Suite à cela, je m’attaque dans mon cinquième chapitre à l’e-réputation. Tout d’abord, je déconstruis les discours de praticiens : définitions, pratiques types (toujours les mêmes…), idéologies (nettoyage, opinion neutre, etc.), indicateurs et marché en constante évolution.
Je propose ensuite une revue de littérature scientifique sur le sujet (cf. mon historique sur ce blog), avant de m’intéresser à la transposition « réputation => e-réputation ». Ce qui m’amène (je raccourcis, hein) à définir un processus de formation de l’e-réputation prenant en compte les actions de médiation et de prescription de l’information effectuées par des « filtres » (internautes et algorithmes des systèmes). Le tout avec un joli (mais complexe) schéma pour expliquer cela (p. 314).
De même, je propose un modèle théorique de gestion de l’e-réputation, construit à partir de mes constats, réflexions, observations et pratiques types proposées par les professionnels (p. 318). Enfin, je donne une définition info-communicationnelle de l’e-réputation d’une organisation :
Par le prisme des organisations, l’e-réputation peut être abordée comme une information stratégique constituée de l’ensemble des indicateurs issus de la commensuration des interactions intentionnelles endogènes ou automatisées des communautés virtuelles avec l’organisation : productions d’opinions, notations ou encore agir des publics. Ces indicateurs forment le paysage réputationnel de l’organisation et deviennent alors des marqueurs prescriptifs, appuyant la redocumentarisation et la contextualisation de sa présence numérique, autant que des connaissances partagées sur l’organisation par des communautés spécifiques. Le paysage réputationnel de l’organisation sur le web participe ainsi à son autorité réputationnelle et aux actes de médiation avec ses publics.

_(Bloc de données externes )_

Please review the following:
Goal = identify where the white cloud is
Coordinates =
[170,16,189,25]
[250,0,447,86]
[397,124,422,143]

Troisième partie : production d’un dispositif de veille par agents-facilitateurs
Dans cette partie je présente mes actions de collecte de données. Le sixième chapitre revient sur la veille (classique) effectuée à La Poste pour un produit numérique (Digiposte). Je commence tout d’abord par présenter les entretiens réalisés avec des dirigeants de l’entreprise afin de déterminer la vision qu’ils ont de La Poste : étape essentielle selon-moi pour favoriser ensuite l’analyse et l’interprétation des informations collectées (et ne pas seulement compter les likes et les RTs)…
La collecte de données par un processus classique de veille m’amène à un constat central : plus que la production d’opinions ou d’informations « originale » (articles de blogs par exemple), il s’agit surtout de reprises, de prescriptions et essentiellement sur Twitter. Arrive alors la question : à quoi servent, et que faire de tous ces relais d’information ?

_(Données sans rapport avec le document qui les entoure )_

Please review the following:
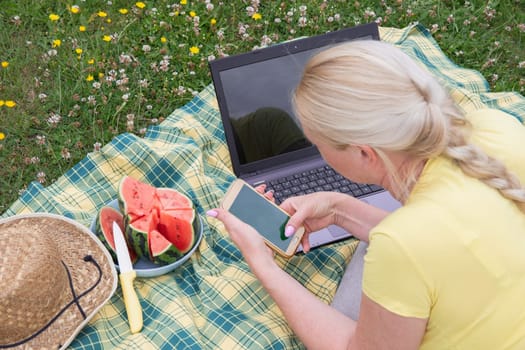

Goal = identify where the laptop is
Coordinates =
[209,23,400,250]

Dans mon septième chapitre je décide donc d’étudier ces internautes prescripteurs, et ce à partir de l’observation d’une centaine de comptes et avec une quarantaine de critères. J’observe ainsi qu’ils font ce que certains nomment de la « curation » (je préfère largement « infomédiation sociale »), qu’ils facilitent l’accès à l’information pour des communautés données. Et, surtout, qu’en remettant en contexte les documents qu’ils prescrivent ils offrent à l’organisation la capacité de mieux interpréter les informations la concernant, et ce par le prisme de leurs publics (aspect phénoménologique).

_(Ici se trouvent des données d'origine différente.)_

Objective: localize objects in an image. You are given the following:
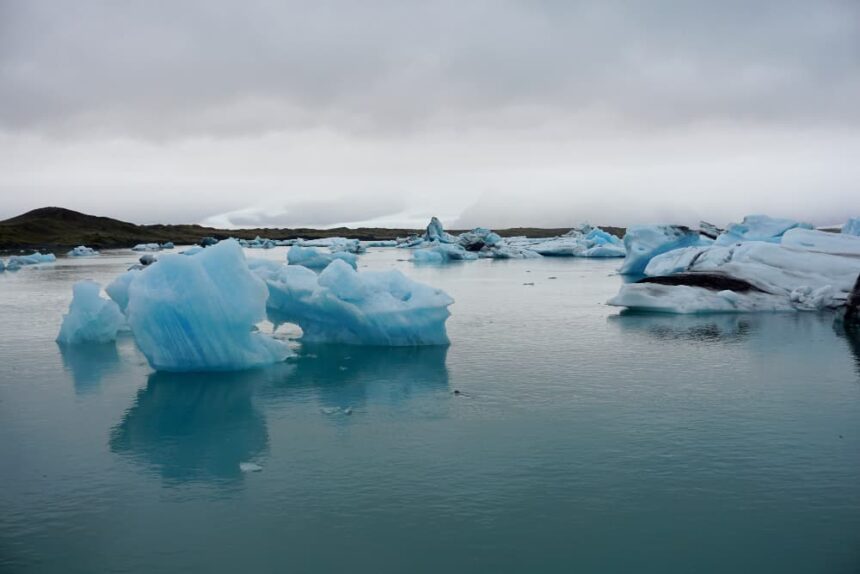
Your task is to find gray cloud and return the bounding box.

Je nomme ces internautes prescripteurs des agents-facilitateurs et je les définis ainsi :
L’agent-facilitateur est un infomédiaire social dont les pratiques informationnelles et l’autorité réputationnelle font de lui un filtre de l’information et du document dans des communautés thématiques. Ses activités principales sur un RSN reposent sur la collecte, la sélection, la mise en contexte par redocumentarisation et la recommandation de documents numériques. Son autorité agit comme un marqueur réputationnel et prescriptif assurant la légitimité des informations qu’il recommande. Il participe ainsi à la construction de connaissances valides pour une communauté donnée.
Ce qui m’amène au passage à proposer le concept « d’autorité réputationnelle » : l’autorité réputationnelle peut être vue comme l’autorité définie par la présence numérique d’une entité sur le web. Cette autorité ne vise pas seulement à observer ou valider un processus de « création » ou de traitement de l’information, mais à valider un processus de recommandation de celle-ci.
Pour finir, dans mon huitième chapitre, je recentre sur ma problématique : comment intégrer ces agents-facilitateurs dans un dispositif de veille pour « construire l’e-réputation » ? Soyons bien d’accord, par construire l’e-réputation j’entends : la manière dont l’organisation va elle-même définir sa propre réputation en ligne (et plus globalement sa réputation), soit la construction de cette connaissance qu’est la (e)réputation.
Autrement dit, je propose, à l’aide des agents-facilitateurs, une approche proactive de la gestion de l’e-réputation : plutôt que diffuser pour ensuite corriger, mon dispositif vise à faciliter l’acculturation des collaborateurs, à leur permettre de définir à l’avance ce qui va créer débat ou non, et la manière dont les informations concernant une thématique liée à l’organisation vont être recommandées et traitées par les publics de l’entreprise. Et ce, par un dispositif opérationnel applicable à n’importe quelle entreprise…
Comme je le souligne en conclusion : Plus que vouloir être « dans la tête » des publics, notre approche montre l’importance d’être à « leur place » afin de pouvoir interpréter et agir en fonction de leurs opinions et actions. (…) Notre dispositif de veille par agents-facilitateurs permet cette construction [de l’e-réputation] en offrant à l’organisation : une observation de son environnement par le prisme des internautes ; un filtre collectif, contextuel et endogène de l’information qu’elle collecte ; des informations stratégiques quant aux actions à effectuer pour la gestion de son e-réputation ; ou encore la possibilité d’optimiser la veille ordinaire de ses collaborateurs tout en leur permettant de s’imprégner de l’environnement des internautes.
Au final…
Au-delà des remerciements présents dans la thèse, je tiens à vous remercier, vous lecteurs de ce blog. C’est grâce notamment aux diverses interactions que j’ai eu avec vous que j’ai pu construire ma réflexion, et ainsi obtenir ce doctorat avec les félicitations du jury !
Ce travail est en construction (la thèse n’est pas un aboutissement mais un commencement), et j’espère que les réflexions proposées ici pourront être utiles autant aux enseignants-chercheurs, qu’aux professionnels et étudiants… Mais ça, c’est à vous de me le dire ?!